As before, we have a lexicon associating categories with pairs of
words, one in each language:

    word(n_masc,[man,homme]).
    word(n_masc,[horse,cheval]).
    word(n_femn,[house,maison]).
    word(n_femn,[table,table]).
    word(np,[john,jean]).
    word(np,[mary,marie]).
    word(np,[jean,jeanne]).
    word(det_masc,[a,un]).
    word(det_masc,[the,le]).
    word(det_masc,[this,ce]).
    word(det_femn,[a,une]).                     
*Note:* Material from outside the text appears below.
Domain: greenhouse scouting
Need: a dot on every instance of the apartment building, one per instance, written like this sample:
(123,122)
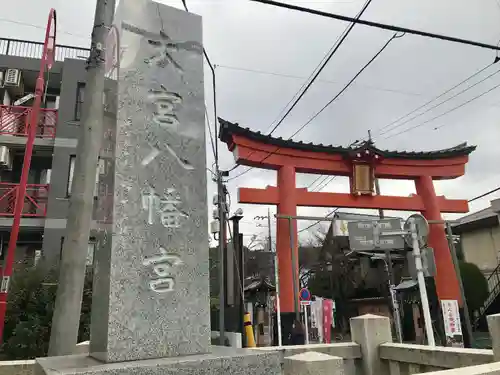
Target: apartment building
(46,204)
    word(det_femn,[the,la]).
    word(det_femn,[this,cette]).
    word(v,[sees,voit]).
    word(v,[hits,frappe]).
    word(v,[sings,chante]).
    word(v,[lacks,manque]).
    word(wh,[who,qui]).
    word(wh,[which,qui]).
    word(wh,[that,qui]).

There would be something thoroughly perverse about seeking to program
an ATN in Prolog: the native inhabitant would look at you with a
puzzled frown and says "if I wanted to go there, I would not start
from here".  ATNs represent an unavoidably procedural approach to the
representation of syntactic facts about natural language, whereas the
whole ethos of logic programming favours declarative representations.